Tolkien is considered the father of “High Fantasy” or fantasy stories based on the model of epic quests to save the world (as opposed to “Low Fantasy” or a series of adventures where the main character is more out for themselves). He created a vast detailed world that obviously resonates today not only to readers and writers, but the public at large now that “The Lord of the Rings” movies have come and gone.
So when more of his work comes to light, there plenty of fantasy fans who start salivating. This was the case for “Children of Hurin”, a work that was created from several different accounts written by J.R.R. Tolkien and compiled by his son. Reading the introduction you get a feel for the reason why the story was compiled in the first place – Tolkien felt that it was a key part of the world he created. It didn’t have the vast mythological view of “The Simarlillian” (a work I have yet to be able to get through, despite my love of mythology). And it wouldn’t be like the adventurous duo of “The Hobbit” or “Lord of the Rings”. Instead this fell somewhere in the middle, a solid hero legend.
For the most part you can’t tell that the work was a fusion of different sources. Tolkien does a good job of creating a linear flow to the work and smoothes over the rough patches with minimal interference. My only issue was the first chapter in which the amount of Tolkien-esque names was hurtling at me fast and furious and the whole chapter came across like an info dump. But after that chapter, the story got rolling and was very interesting. It was a solid mix of wanderings, chases, escapes, battles, love and doom.
Doom plays a huge role in the story and in the end makes the book feel very melancholy. Even “Lord of the Rings” has a feeling of sadness to it (what with the elves leaving and everyone running off to the Grey Havens at the end), but the final words of the book and the movie were with Sam, and he seemed to give you comfort that everything was all right.
“Children of Hurin” doesn’t go for the warm fuzzies. It’s main theme is about fighting fate and how fate or Doom if you prefer is too strong to completely break from. But the Doom in this case is powered by the malicious soul of Morgoth (the god-like being who was Sauron’s master). Once Morgoth sets his will against you there is nothing you can do to stop it. The protagonist, Turin, isn’t completely aware of this doom, but as we follow him we see its affects again and again. Still Turin does his best to live a life that he can be proud of and one that does a lot of good (even if it also causes a lot of harm). The story is an epic tragedy in a way, but one governed by the will of Morgoth – now the will of Turin.
How does this tie to “Lord of the Rings” especially since it happen centuries before the more famous story? It actually tells you more about the One Ring. Morgoth doesn’t even need a ring to impose his will. He merely thinks of cursing you and you are cursed. This focused malevolence is made very clear in the book and gives us an idea of how his servant Sauron could create the Ring. The focusing of the will of Sauron into the Ring is much like what Morgoth did in this story.

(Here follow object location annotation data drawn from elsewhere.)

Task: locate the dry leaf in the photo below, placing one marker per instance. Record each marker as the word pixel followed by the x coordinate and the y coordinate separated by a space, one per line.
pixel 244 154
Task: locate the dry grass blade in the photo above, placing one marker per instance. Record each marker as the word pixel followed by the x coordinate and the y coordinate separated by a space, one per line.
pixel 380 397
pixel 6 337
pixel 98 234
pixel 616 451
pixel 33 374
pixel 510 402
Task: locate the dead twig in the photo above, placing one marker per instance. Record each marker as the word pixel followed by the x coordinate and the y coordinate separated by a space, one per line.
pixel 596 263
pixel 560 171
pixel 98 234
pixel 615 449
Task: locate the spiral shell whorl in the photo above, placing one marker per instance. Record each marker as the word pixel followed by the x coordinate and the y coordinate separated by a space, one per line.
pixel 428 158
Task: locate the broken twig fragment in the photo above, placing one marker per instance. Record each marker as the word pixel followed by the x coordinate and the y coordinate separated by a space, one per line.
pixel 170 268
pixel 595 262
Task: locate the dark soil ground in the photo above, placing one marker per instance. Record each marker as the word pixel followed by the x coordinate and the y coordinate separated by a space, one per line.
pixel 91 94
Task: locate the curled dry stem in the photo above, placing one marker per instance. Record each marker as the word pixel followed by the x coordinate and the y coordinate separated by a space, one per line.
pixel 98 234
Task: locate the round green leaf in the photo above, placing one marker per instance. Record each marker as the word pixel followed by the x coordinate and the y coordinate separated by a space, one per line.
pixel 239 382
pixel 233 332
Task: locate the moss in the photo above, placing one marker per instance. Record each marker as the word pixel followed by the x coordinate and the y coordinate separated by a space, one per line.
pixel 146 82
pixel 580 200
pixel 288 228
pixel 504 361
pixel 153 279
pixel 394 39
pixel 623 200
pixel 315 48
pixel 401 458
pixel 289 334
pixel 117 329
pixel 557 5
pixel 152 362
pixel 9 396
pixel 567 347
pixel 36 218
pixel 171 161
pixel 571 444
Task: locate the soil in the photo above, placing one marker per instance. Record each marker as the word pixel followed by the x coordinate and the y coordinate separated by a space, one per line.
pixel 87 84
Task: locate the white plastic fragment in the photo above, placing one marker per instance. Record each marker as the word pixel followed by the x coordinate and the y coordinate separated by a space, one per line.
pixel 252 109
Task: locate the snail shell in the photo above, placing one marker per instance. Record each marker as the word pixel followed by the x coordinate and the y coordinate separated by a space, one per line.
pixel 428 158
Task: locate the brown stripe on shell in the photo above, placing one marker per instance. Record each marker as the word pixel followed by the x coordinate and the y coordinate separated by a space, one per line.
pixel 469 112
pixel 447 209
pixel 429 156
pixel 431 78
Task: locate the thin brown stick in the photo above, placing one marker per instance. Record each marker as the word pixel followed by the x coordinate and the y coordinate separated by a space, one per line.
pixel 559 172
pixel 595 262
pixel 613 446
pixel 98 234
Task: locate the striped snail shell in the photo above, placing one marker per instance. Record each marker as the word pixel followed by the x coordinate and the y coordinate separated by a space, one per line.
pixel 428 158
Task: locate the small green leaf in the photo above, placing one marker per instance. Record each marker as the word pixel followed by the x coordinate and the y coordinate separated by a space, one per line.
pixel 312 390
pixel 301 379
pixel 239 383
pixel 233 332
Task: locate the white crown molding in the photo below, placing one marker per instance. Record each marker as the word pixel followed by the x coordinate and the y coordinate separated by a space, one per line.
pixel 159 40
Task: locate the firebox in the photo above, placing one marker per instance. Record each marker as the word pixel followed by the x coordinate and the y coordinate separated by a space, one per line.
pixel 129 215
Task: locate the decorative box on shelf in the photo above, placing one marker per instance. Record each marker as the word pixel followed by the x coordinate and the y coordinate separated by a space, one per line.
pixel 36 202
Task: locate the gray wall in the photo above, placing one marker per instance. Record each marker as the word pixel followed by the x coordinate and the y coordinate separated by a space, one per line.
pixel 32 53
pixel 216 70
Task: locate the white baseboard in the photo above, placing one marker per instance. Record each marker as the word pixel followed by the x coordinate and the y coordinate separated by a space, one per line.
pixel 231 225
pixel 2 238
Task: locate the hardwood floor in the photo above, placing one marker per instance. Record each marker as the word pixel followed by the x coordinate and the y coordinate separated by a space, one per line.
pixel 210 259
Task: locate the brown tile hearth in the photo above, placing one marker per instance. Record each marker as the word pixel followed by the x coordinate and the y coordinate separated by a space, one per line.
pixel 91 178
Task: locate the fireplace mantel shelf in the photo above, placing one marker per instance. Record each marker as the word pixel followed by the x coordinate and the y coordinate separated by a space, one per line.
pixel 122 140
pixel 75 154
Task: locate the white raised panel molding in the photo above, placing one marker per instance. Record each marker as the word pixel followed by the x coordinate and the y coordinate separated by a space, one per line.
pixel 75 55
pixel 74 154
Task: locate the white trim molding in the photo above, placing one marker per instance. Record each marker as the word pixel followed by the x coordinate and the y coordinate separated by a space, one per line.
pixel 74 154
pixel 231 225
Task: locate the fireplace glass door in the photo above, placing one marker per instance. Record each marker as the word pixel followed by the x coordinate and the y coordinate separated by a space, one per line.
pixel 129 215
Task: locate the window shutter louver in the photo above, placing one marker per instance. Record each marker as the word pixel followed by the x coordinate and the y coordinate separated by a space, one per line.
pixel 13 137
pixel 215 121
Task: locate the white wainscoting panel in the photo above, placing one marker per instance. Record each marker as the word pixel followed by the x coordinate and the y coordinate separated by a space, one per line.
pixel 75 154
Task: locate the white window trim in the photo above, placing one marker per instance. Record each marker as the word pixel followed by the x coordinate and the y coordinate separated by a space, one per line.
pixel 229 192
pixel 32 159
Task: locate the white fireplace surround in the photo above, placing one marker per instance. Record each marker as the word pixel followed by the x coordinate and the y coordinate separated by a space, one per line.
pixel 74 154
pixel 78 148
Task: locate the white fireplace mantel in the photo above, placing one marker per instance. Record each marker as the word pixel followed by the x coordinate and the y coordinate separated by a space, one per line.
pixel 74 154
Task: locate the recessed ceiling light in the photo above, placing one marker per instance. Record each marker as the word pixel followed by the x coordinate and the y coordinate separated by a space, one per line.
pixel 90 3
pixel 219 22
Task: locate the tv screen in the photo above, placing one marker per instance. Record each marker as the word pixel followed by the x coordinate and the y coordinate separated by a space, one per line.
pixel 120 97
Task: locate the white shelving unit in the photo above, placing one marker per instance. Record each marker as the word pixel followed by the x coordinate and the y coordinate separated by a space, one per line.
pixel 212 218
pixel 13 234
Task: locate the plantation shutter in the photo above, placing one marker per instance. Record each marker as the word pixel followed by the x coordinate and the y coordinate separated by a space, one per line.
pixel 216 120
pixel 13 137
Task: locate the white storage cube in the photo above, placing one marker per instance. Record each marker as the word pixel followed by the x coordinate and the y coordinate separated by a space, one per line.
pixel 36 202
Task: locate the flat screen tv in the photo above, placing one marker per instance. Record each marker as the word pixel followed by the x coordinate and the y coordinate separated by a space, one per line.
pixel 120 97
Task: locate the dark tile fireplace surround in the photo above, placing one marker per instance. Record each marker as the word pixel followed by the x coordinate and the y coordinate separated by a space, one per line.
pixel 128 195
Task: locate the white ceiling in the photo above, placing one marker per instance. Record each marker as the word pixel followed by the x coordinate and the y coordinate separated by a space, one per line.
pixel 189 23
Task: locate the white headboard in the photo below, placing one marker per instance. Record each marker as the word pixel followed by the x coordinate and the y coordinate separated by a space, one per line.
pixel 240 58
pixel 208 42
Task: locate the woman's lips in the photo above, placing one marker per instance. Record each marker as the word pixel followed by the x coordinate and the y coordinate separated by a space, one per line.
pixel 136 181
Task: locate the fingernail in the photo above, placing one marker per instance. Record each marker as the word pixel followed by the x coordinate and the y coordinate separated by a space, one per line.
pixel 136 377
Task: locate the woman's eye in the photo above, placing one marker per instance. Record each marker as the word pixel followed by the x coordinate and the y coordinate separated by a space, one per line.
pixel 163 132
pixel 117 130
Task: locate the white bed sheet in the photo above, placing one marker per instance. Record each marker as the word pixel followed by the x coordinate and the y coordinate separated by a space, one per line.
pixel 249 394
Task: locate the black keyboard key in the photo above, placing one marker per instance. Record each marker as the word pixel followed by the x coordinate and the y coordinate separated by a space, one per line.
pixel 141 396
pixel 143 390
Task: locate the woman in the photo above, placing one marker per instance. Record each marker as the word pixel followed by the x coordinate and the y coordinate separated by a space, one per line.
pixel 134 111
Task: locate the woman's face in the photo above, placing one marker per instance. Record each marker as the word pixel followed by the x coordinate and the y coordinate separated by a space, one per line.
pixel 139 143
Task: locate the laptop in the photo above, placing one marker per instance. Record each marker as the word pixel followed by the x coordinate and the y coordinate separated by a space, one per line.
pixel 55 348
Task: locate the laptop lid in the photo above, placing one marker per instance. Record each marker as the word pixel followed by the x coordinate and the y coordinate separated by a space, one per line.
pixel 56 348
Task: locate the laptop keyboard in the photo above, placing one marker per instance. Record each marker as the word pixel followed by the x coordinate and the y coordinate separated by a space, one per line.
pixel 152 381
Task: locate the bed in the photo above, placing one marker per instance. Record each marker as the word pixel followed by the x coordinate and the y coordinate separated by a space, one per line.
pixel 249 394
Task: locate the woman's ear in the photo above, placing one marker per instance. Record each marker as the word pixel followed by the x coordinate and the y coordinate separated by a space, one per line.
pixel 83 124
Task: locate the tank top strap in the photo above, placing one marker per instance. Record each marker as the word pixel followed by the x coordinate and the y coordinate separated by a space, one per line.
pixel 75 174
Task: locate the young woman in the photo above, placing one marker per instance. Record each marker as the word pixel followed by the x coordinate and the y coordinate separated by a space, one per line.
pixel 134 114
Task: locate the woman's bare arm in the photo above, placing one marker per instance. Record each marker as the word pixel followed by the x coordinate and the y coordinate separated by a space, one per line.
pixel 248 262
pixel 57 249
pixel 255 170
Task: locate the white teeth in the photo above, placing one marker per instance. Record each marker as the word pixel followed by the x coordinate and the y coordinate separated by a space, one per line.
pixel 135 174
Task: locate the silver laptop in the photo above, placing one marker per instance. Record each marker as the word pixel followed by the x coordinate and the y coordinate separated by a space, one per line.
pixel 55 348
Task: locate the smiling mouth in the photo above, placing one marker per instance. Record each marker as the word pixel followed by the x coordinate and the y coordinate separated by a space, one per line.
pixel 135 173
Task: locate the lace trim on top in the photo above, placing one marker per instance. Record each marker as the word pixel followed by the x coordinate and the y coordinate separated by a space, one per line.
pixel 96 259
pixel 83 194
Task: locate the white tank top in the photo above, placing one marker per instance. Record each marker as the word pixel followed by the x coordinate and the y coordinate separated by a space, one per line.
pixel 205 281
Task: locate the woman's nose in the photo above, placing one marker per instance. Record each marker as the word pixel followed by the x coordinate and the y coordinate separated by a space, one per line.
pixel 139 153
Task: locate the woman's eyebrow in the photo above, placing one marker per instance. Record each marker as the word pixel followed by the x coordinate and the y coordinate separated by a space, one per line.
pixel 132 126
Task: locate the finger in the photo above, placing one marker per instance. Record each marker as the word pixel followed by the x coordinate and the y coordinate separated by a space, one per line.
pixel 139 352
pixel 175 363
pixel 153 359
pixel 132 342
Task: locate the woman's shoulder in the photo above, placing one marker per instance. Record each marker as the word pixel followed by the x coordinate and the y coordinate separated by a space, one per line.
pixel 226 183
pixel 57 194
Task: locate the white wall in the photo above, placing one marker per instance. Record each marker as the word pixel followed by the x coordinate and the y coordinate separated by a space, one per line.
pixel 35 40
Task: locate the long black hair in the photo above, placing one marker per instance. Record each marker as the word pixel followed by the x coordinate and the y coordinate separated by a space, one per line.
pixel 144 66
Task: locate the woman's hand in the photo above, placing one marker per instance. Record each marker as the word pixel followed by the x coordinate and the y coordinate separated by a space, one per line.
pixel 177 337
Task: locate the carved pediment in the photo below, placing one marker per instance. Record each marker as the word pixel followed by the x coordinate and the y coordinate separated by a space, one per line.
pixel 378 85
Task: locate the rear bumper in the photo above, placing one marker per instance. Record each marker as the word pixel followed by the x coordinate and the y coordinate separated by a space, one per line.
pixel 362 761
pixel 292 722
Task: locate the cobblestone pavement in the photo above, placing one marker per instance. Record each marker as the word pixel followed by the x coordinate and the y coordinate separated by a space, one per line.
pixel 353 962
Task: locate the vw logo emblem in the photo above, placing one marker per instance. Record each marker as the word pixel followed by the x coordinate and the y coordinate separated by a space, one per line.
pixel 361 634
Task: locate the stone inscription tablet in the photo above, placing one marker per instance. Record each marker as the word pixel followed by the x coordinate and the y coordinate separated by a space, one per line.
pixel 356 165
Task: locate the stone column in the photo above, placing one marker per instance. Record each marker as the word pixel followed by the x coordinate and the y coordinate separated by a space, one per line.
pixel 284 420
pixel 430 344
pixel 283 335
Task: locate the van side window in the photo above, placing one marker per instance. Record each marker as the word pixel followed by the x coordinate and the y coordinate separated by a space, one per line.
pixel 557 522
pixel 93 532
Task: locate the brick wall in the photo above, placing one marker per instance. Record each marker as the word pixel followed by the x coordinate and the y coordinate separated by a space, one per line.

That said, I think Tolkien fans will find a lot to like in the book. It’s not one I may revisit often, but when I’m in a melancholy mood, or just looking for a Tolkien fix shorter than Lord of the Rings, this will be an easy one to pick up.What did you think of “Children of Hurin”? What do you think of J.R.R. Tolkien? What do you make of the idea of fate or Doom? Do you ever address that idea in your stories?